Es posible que la prueba más dura sea la lucha con el demonio meridiano, la acedía, pero el combate más complejo, más difícil de llevar a cabo sea con los logismoi de la vanagloria. Cuando el guerrero interior fatigado tras una lucha parece haber encontrado un momento de calma en la victoria, entonces se presenta sutil el demonio de la vanagloria.
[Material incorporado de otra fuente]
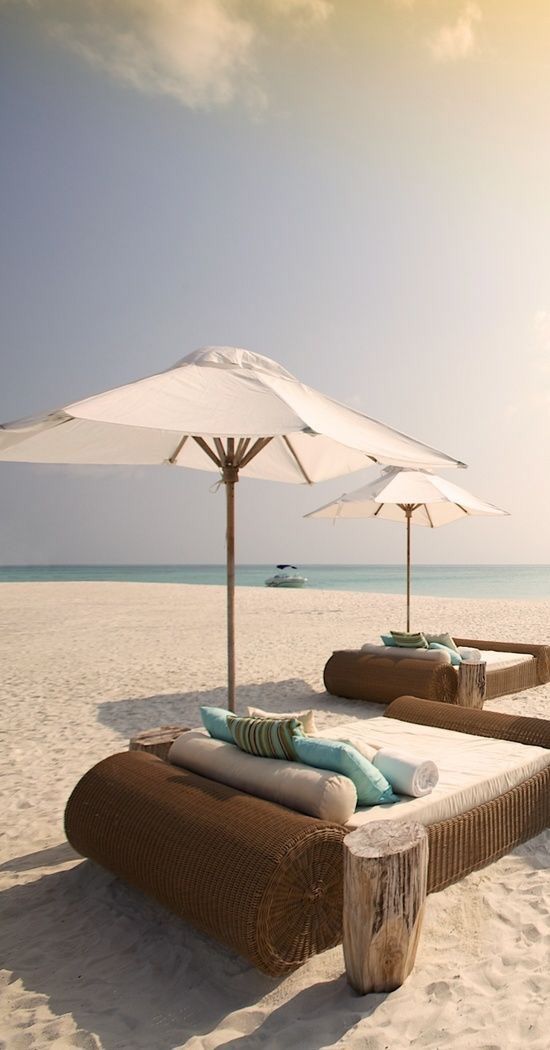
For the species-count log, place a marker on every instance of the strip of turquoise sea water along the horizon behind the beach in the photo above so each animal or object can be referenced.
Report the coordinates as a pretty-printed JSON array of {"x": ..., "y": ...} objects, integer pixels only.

Pero la dificultad no está simplemente en la sorpresa o en la debilidad tras la batalla vencida. Todos los logismoi, cada uno a su manera, actúan de igual manera, su ataque es contra las virtudes a ellos contrarias. La lujuria avanza contra la castidad, la avaricia embiste a la largueza, la soberbia alancea de frente a la humildad, etc. Por muy camuflado que sea el ataque, por mucho que no proponga abiertamente el mal patente, sino que se mimetice con un bien aparente, es ese pensamiento el que arrostra el combate. En cambio, el demonio de la vanagloria se sirve de nuestra escasa virtud: «Es más fácil vencer o precaverse de las otras pasiones que se oponen a las virtudes contarías a ellas y atacan abiertamente, como en pleno día, que vencer ésta, que se desliza entre las virtudes y se entremezcla en el campo de combate y, luchando como en una noche oscura, engaña a los desprevenidos e incautos» (Juan Casiano).
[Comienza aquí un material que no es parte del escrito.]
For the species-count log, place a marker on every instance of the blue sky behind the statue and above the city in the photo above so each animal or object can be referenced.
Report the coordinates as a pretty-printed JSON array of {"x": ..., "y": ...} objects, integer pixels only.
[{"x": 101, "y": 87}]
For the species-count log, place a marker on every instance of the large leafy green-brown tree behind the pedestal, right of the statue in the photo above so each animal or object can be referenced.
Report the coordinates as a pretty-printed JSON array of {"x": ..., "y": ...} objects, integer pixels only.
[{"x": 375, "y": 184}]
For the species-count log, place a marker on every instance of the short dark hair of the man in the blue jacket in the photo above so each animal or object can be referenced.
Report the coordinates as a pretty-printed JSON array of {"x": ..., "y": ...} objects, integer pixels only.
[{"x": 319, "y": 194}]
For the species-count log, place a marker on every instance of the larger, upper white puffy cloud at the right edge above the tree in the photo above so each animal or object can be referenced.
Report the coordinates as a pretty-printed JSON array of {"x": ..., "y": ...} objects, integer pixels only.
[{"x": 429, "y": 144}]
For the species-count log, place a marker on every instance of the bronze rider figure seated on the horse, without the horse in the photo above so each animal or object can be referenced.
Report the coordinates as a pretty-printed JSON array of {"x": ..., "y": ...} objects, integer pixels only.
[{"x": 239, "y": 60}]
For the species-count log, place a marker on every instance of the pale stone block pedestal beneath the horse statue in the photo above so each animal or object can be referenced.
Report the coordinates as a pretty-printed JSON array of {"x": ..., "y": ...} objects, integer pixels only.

Pero además, mientras que los otros pensamientos, por persistentes que sean, una vez perdida una batalla, se retiran en espera de nueva ocasión, en el caso de la vanagloria, como su alimento es nuestra victoria, si salimos airosos de uno de sus ataques, su derrota, que es nuestro triunfo, es usada por este demonio para atacarnos: «Es difícil escapar al pensamiento de la vanagloria; pues lo que haces para su destrucción eso mismo se presenta ante ti como nuevo motivo de vanagloria» (Evagrio Póntico).
Y cada nueva derrota es para este pensamiento ocasión para atacar de nuevo en celada: «Persigue con aspereza a sus vencedores, y cuanto más enérgicamente se lo destruye, con tanta mayor vehemencia tornará a la lucha, aprovechando el orgullo que provoca la misma victoria. Y tal es la astucia sutil del enemigo, que derrota con sus propias flechas al soldado de Cristo, a quien no puedo vencer con armas enemigas» (Juan Casiano).
De ahí que haya que aprender a no apropiarse de lo que en nuda humanidad no hubiéramos logrado, a saber que por nosotros mismos nada podemos y lo hecho agraciadamente no es algo que sobrepase nuestro deber: «Cuando hayáis hecho todo lo que se os ha mandado, decid: "Somos siervos inútiles, hemos hecho lo que teníamos que hacer"» (Lc 16,20). Todo, la fuerza con que luchamos y la victoria alcanzada, es don y gracia.
Y aquí, en esta lucha, es donde se acaba de aquilatar la perfecta humildad.